When I left my role as Chief Executive of McCann London, the second biggest ad agency in the UK, to lead and become partner of independent creative agency Above+Beyond, I had to think (and still do) long and hard about the culture I wanted to create. This was important as there is no blueprint for creativity, which can only come from the culture of the business. The best ideas have always come from the best teams, and the ability to deliver consistently good ideas comes from the companies with the best culture.
As one of the few people in advertising from a BAME background (I'm even more exclusive, still, as an Arab), I drew on my own experiences and considered how they would influence the company that I wanted to create. Some of the tales seem shocking, but in the context of an industry where the pushing of boundaries is encouraged, they are also complex.

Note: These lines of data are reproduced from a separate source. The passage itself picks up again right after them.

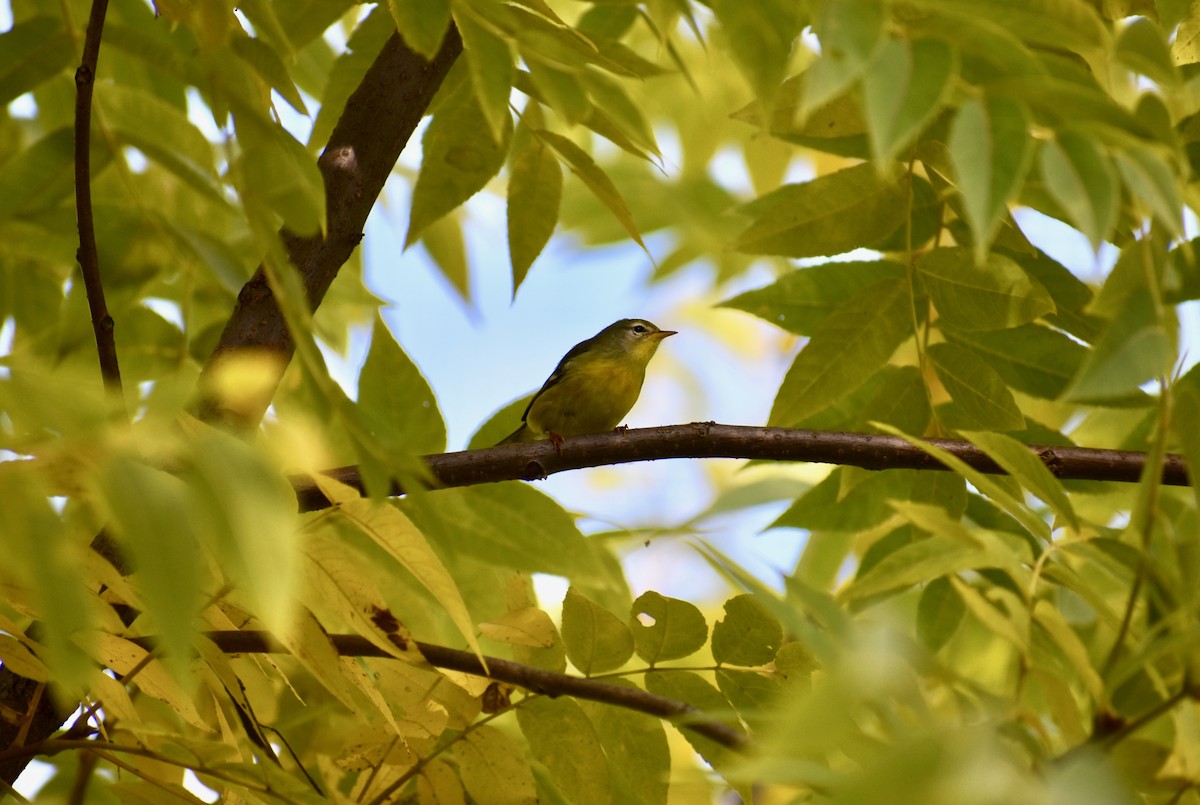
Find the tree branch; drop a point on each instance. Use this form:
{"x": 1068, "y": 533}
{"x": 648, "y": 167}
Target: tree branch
{"x": 538, "y": 460}
{"x": 88, "y": 256}
{"x": 514, "y": 673}
{"x": 378, "y": 120}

I've always been able to play with the stereotypes around my own ethnicity.
My parents came over from Baghdad in 1970 to work as doctors within the NHS. They did everything in their power to make sure that I integrated fully into British society, with success. Perhaps my privileged public school and Cambridge education positioned me well. But it didn't stop me being called a 'coconut' at university by an angry British Asian because he didn't think I was 'a real Asian' on account of my ethnic looks and 'white' middle class upbringing.
If I'd been pure brown inside and out, would I have stood a chance? I'm not so sure. But now, looking back, it strikes me that being a 'coconut' seemed to mean that I was able (or expected) to absorb such so-called banter. So, on occasion, I've been happy to call myself a coconut because the joke is a useful way to assess people's PC levels and sense of humour.
However, sometimes banter goes too far.
Maybe that's why at one agency I was pressured into wearing a Guantanamo Bay-inspired orange boiler suit on my work stag do. While stag parties are known for being outrageous, the joke that 'all Arabs are terrorists' was hurtful and uncomfortable. It was bordering on abusive but bordering on funny, too. These were friends humiliating me by stereotyping me - a form of mockery that is a well-trodden path.
Being given a baby's high chair as a company leaving present with a brown baby doll in an orange boiler suit was really hurtful. In part, this was the company mocking me for being an over-zealous new parent - but the baby doll?! Would it have been too much to expect a gift commensurate with my contribution to the business? So I stomached it (again) in the spirit of jest in a culture that's all about pushing beyond natural boundaries in the restless pursuit of new creative answers to clients' business problems.
These were, after all, jokes delivered by good friends who were therefore by definition not racist. Or so I thought.
Insinuations elsewhere that as someone of Arab descent I was a 'gold lover' were less palatable. 'Are the alloys on my car plated in gold,' I was asked? Tiny insults like this were always done with a smile and a 'don't worry, you're alright mate' reassurance. And as I, too, hate those gold-plated alloys that Saudi princes used to sport on their impossibly-expensive Ferraris, I could share the joke ... at some level.
Yet now, as I build my own conditions for business success - namely, a culture of creativity - I face my own issues based on my own standards and range of acceptable behaviours and expectations.
In my experience, for example, my best relationships have been formed over 'play hard work hard' principles of long working hours and some serious drinking sessions in pubs. Because Northern Europeans, who make up the majority of the industry, need booze to open up, right? But this is not the currency for everyone.
What no-one in this industry can afford to forget is that the best creativity comes from the best mix of talent: the rational and the lunatic, the scientist and the artist, the thesp' and the prole, the university-educated and the self-schooled, the dyslexic and the spelling bee. But perfecting this mix and creating the conditions for its success requires a delicate balancing act.
It's important that our people feel comfortable but also have the ultimate permission to go anywhere with their mind and that they see the bravest of thoughts rewarded. As if not more important, however, is a broader culture that encourages people to both break rules and defy conventions without causing offence.